New Delhi: The Supreme Court in its landmark verdict on Tuesday ruled that the practice of triple talaq is void and illegal.
The five-judge bench set aside triple talaq by a 3-2 majority. Justice Rohinton F. Nariman and Justice Uday U. Lalit set it aside, terming it unconstitutional and violative of Article 14, while Justice Kurian Joseph set it aside on the grounds that it is against the teachings of the Quran, according to the Indian Express. Chief Justice J.S. Khehar and Justice Abdul Nazeer backed the triple talaq. “Triple talaq was part of Muslim personal law and hence enjoys the status of fundamental rights,” Justice Khehar said.
The Supreme Court also referred to the abolition of triple talaq in Islamic countries, asking why independent India could not get rid of it.
Justices Nariman and Lalit said that triple talaq was manifestly arbitrary and the 1937 Act, which recognises it, was unconstitutional and struck it down.
Justice Joseph said that triple talaq was against the tenets of the Quran, violated Sharia law and was not an integral part of Islam. He said that the purpose of the Act of 1937 was to declare Shariat the only law governing Muslims – and since the practice was bad in Sharia, it was bad in law. He disagreed with Justice Nariman about Shariat law being in force under the constitution.
Justices Khehar and Nazeer held that triple talaq could not be struck down based on it being in violation of Article 14, 15 and 21 since there is no state action and these articles are sanctions against state action. They said that the practice, which has prevailed for a long time, was integral to Islam in India and part of personal law. They directed the Central government to frame a law on triple talaq and placed an injunction on Muslims from practicing triple talaq for six months.

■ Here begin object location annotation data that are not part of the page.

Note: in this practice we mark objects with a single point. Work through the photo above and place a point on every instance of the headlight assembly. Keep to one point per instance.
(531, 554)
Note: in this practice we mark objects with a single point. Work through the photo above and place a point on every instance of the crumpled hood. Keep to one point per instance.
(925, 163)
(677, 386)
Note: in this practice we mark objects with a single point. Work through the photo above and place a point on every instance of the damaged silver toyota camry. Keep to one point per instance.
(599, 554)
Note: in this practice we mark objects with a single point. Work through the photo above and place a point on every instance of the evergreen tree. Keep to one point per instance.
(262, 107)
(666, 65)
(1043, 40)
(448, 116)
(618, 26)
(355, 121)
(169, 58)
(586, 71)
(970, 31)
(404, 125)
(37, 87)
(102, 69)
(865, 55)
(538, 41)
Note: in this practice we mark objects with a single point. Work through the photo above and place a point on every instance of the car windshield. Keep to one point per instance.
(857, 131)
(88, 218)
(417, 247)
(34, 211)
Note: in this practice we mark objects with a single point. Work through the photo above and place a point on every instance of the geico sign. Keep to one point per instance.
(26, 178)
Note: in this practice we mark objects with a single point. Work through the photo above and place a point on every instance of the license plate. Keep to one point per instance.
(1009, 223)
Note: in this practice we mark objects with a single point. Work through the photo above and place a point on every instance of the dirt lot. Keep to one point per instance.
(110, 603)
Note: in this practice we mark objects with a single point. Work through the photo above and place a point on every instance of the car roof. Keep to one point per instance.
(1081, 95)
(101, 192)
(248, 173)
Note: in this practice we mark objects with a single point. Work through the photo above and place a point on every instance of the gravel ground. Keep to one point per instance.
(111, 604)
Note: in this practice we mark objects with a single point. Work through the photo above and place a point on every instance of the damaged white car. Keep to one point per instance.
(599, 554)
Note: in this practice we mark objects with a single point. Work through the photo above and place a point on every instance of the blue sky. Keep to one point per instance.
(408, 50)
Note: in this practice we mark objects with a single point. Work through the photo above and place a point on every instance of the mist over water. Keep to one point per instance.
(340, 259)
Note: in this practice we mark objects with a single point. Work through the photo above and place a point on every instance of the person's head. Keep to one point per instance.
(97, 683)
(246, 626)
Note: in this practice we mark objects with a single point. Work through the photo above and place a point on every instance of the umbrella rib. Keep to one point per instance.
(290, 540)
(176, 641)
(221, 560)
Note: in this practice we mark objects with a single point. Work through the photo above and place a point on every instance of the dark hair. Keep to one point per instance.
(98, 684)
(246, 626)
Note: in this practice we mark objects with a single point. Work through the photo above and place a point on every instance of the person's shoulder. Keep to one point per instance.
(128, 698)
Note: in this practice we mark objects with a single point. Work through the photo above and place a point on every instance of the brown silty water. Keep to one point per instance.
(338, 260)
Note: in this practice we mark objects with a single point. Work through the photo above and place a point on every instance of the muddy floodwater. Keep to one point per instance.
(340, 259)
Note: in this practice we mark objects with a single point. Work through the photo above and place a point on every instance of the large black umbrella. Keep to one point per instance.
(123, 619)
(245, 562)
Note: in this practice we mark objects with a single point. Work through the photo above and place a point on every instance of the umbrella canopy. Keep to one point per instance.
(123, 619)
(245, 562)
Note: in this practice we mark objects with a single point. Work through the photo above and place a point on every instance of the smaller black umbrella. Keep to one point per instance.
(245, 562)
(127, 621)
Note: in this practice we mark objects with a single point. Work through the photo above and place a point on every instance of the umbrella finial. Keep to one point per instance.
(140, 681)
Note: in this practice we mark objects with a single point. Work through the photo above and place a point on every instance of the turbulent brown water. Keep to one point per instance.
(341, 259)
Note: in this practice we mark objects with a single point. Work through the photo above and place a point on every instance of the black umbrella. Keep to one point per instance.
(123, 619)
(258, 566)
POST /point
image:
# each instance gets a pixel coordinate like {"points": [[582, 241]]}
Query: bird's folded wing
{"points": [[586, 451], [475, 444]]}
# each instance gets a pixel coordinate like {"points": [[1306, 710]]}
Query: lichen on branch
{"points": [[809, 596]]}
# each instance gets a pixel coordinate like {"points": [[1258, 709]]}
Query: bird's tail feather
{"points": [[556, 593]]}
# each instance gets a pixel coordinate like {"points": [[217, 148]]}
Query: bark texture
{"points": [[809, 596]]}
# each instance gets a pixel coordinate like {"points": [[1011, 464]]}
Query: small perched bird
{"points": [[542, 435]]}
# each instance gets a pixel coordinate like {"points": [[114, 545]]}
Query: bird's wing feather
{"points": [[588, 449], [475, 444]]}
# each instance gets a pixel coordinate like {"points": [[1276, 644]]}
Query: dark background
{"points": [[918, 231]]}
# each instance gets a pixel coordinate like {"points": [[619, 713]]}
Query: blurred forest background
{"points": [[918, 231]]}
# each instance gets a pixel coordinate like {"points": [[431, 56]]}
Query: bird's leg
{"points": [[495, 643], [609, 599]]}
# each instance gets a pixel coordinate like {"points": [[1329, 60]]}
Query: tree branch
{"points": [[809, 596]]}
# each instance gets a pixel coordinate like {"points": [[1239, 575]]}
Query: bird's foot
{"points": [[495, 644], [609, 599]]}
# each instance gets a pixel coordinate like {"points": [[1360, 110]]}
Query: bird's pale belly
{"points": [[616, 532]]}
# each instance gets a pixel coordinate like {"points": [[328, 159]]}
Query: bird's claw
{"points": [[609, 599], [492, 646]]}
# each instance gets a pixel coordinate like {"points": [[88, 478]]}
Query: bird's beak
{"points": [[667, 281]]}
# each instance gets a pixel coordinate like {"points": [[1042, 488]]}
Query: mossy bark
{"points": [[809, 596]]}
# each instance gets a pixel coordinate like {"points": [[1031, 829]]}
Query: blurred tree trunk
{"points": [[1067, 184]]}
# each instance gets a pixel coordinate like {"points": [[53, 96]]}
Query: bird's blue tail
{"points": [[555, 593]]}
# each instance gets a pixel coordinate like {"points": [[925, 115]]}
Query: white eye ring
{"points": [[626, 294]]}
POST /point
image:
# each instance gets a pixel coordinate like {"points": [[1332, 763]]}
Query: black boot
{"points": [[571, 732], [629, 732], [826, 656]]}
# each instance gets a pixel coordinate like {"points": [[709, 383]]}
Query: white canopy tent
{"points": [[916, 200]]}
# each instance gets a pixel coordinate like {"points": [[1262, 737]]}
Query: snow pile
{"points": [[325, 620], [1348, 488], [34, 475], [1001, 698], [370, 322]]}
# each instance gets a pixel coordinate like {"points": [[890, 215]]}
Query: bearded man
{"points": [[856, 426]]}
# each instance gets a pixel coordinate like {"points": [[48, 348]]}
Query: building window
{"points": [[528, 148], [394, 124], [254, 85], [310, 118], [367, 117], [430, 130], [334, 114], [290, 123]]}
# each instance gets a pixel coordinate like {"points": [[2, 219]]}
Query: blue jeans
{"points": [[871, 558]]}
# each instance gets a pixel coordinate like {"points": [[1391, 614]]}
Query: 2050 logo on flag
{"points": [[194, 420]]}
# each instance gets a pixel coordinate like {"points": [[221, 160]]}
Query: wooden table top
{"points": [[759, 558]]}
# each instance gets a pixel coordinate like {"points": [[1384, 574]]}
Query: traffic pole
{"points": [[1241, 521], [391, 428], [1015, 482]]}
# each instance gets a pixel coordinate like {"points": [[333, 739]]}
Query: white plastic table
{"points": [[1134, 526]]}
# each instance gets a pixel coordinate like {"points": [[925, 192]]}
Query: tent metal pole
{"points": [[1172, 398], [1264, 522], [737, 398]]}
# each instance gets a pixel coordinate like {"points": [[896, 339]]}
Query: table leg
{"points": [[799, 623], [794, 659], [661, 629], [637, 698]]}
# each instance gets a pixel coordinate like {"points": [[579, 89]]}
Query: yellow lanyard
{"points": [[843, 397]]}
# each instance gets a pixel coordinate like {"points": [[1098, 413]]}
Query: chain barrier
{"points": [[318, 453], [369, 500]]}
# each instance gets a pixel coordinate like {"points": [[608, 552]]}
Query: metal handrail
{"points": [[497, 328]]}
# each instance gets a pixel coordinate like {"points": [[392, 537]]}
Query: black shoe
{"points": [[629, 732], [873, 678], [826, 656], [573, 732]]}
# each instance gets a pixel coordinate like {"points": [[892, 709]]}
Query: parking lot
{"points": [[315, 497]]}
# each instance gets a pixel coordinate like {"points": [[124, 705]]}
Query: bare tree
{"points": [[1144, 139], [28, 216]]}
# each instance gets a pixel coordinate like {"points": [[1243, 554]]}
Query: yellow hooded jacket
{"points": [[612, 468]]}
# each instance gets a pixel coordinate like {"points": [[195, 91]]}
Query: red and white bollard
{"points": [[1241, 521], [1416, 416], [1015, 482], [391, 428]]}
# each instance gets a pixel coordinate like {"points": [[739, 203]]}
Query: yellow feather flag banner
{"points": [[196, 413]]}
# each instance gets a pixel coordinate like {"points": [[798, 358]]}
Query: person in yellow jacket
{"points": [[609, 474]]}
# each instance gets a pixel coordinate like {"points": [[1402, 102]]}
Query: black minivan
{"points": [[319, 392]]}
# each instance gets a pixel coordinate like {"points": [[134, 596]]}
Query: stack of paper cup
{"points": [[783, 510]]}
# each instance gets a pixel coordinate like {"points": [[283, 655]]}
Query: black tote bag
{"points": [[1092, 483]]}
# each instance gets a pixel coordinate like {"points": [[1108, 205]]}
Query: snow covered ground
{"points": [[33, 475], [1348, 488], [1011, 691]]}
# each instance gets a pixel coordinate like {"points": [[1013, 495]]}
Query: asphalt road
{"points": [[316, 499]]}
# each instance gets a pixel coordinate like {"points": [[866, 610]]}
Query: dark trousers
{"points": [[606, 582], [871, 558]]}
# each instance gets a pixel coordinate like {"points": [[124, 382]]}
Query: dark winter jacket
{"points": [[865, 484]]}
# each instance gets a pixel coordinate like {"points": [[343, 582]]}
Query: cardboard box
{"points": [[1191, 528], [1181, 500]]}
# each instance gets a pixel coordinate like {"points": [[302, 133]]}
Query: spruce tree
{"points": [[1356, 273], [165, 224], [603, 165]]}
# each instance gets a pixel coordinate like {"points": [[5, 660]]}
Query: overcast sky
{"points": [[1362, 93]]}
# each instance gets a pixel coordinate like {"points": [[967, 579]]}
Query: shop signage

Also read: Untangling the Debate on Triple Talaq
The bench had on May 18 reserved its verdict after a six-day marathon hearing during summer vacation. During the hearing, the Supreme Court had said that it would not deliberate on the issue of polygamy and would only examine if triple talaq was part of an “enforceable” fundamental right for the religious practice of Muslims.
The bench had heard seven pleas, including five separate petitions filed by Muslim women challenging the prevalence of triple talaq. The petitioners had claimed that triple talaq was unconstitutional.
During the hearing, the court had observed that the practice was the “worst” and “not a desirable” form of dissolution of marriage among Muslims, even though some schools of thought called it “legal”.
Several lawyers, including Ram Jethmalani, had attacked the practice on various constitutional grounds, including the right to equality, and termed it “abhorrent”.
It was argued that triple talaq was a discrimination on the ground of gender and this practice was abhorrent to the tenets of the Quran and no amount of advocacy can save this “sinful” practice that is contrary to constitutional tenets.